Unravelling the TCRβ repertoire: a key to unlocking the immunopathogenesis and precision medicine in SLE.

Abstract

Objectives: SLE is a multifaceted autoimmune disorder with a complex pathogenesis involving genetic, environmental and hormonal factors, which converge on immune dysregulation. The T cell receptor (TCR) repertoire's role in SLE has garnered significant interest due to its potential in both diagnostics and therapeutics. Our study aimed to delineate the variances in the TCRβ repertoire between patients with SLE and healthy individuals, correlating these differences with the severity and subtypes of SLE.

Methods: We conducted an analysis of blood samples from 50 treatment-naive patients with SLE and 50 healthy donors, employing RNA extraction, high-throughput sequencing and subsequent bioinformatics analysis.

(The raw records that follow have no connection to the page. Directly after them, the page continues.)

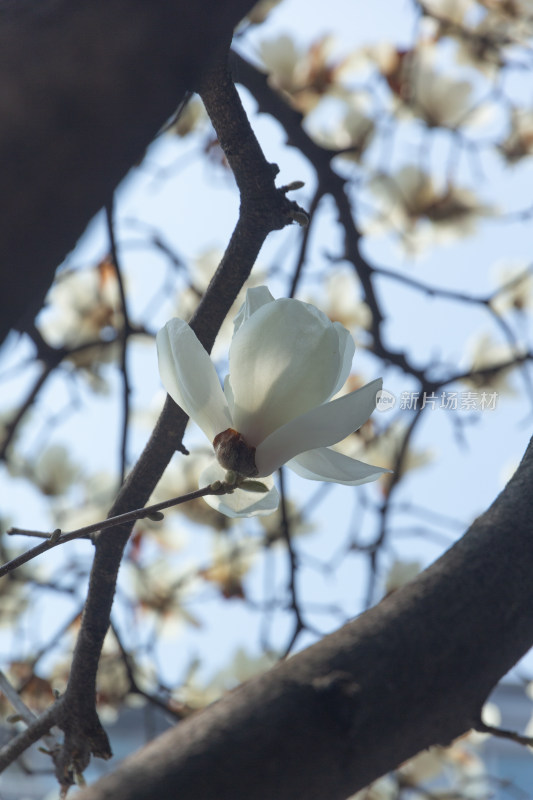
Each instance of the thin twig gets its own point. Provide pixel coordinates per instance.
(124, 335)
(55, 539)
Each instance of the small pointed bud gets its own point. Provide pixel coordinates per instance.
(253, 486)
(293, 186)
(300, 217)
(234, 454)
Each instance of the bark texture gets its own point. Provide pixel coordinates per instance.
(84, 88)
(411, 672)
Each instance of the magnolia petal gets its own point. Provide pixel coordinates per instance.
(321, 427)
(239, 503)
(228, 393)
(285, 359)
(346, 350)
(256, 297)
(188, 375)
(324, 464)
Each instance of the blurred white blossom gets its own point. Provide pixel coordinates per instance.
(304, 75)
(422, 213)
(486, 353)
(519, 141)
(515, 291)
(83, 310)
(53, 471)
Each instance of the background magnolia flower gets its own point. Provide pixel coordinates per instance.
(421, 212)
(286, 360)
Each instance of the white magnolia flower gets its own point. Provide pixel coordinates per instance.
(286, 361)
(422, 211)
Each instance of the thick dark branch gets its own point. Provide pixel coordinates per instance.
(263, 209)
(412, 672)
(85, 87)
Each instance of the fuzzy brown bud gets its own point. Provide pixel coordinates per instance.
(234, 454)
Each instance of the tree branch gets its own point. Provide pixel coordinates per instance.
(264, 208)
(405, 675)
(96, 82)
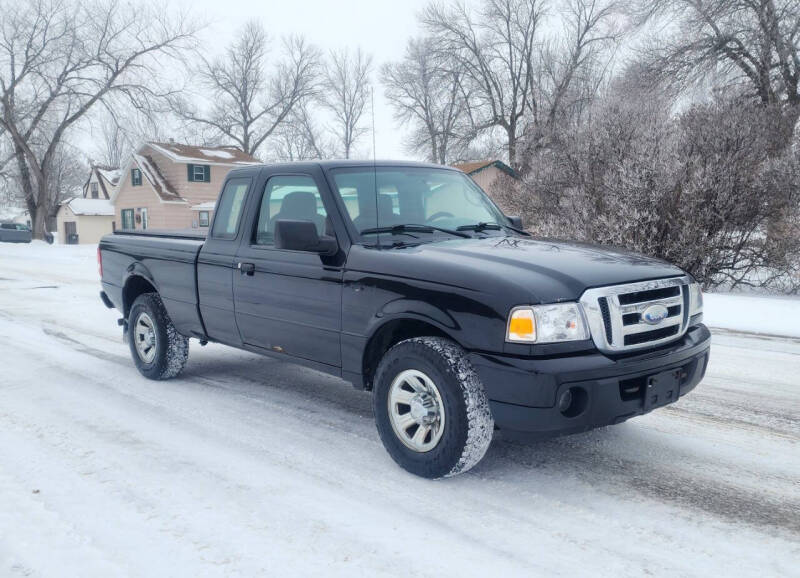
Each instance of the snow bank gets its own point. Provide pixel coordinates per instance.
(753, 314)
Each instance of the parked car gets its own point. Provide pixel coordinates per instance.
(15, 233)
(406, 280)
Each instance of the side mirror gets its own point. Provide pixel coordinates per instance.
(303, 236)
(516, 222)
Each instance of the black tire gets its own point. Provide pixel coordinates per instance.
(468, 423)
(171, 349)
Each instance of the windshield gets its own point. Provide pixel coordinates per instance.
(391, 196)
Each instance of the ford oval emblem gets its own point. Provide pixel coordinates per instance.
(655, 314)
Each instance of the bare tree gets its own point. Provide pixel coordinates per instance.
(347, 94)
(427, 92)
(300, 138)
(520, 78)
(247, 103)
(58, 60)
(755, 43)
(698, 189)
(496, 50)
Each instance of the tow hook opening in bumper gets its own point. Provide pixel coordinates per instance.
(106, 301)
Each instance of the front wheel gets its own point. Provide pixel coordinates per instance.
(158, 350)
(430, 408)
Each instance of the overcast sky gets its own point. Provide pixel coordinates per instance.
(380, 27)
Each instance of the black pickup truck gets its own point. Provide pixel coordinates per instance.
(408, 281)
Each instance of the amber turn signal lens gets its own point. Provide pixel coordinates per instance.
(521, 326)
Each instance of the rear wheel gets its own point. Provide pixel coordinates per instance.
(158, 350)
(430, 408)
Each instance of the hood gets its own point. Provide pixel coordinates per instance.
(539, 271)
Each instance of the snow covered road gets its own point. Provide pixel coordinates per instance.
(248, 466)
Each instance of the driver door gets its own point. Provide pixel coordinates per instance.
(289, 301)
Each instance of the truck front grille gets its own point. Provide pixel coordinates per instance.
(615, 313)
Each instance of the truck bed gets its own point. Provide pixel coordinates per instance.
(164, 233)
(167, 260)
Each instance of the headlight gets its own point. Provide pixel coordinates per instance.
(695, 300)
(547, 324)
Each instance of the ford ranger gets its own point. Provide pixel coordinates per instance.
(407, 280)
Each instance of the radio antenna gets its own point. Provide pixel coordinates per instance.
(372, 96)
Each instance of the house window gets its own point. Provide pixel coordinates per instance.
(229, 209)
(127, 219)
(199, 173)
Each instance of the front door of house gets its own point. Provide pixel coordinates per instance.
(70, 233)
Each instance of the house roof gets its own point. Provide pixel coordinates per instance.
(109, 174)
(182, 153)
(208, 206)
(153, 175)
(474, 167)
(81, 206)
(105, 175)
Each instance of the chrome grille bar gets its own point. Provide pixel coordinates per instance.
(609, 334)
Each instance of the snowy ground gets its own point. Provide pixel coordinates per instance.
(248, 466)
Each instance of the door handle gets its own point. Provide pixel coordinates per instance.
(248, 269)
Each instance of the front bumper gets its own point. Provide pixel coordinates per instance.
(524, 392)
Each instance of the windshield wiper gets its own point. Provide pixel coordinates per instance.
(412, 228)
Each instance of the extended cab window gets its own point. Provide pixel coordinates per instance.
(387, 196)
(291, 197)
(229, 211)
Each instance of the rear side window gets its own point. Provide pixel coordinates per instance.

Results: Our findings revealed significant alterations in TRBV and TRBJ gene usage frequencies, indicative of a skewed TCR repertoire in patients with SLE. Notably, nine hub TRBV genes were identified as potential biomarkers for SLE with high diagnostic accuracy. Furthermore, we observed a reduction in TCR diversity, characterised by a lower diversity 50 value and increased clonal expansion, which correlated with disease severity.

Conclusions: The TCRβ repertoire is significantly altered in SLE, with potential implications for diagnostics and therapeutics. The identified hub genes may serve as novel biomarkers for SLE, and the findings contribute to the understanding of the immunopathogenesis of the disease.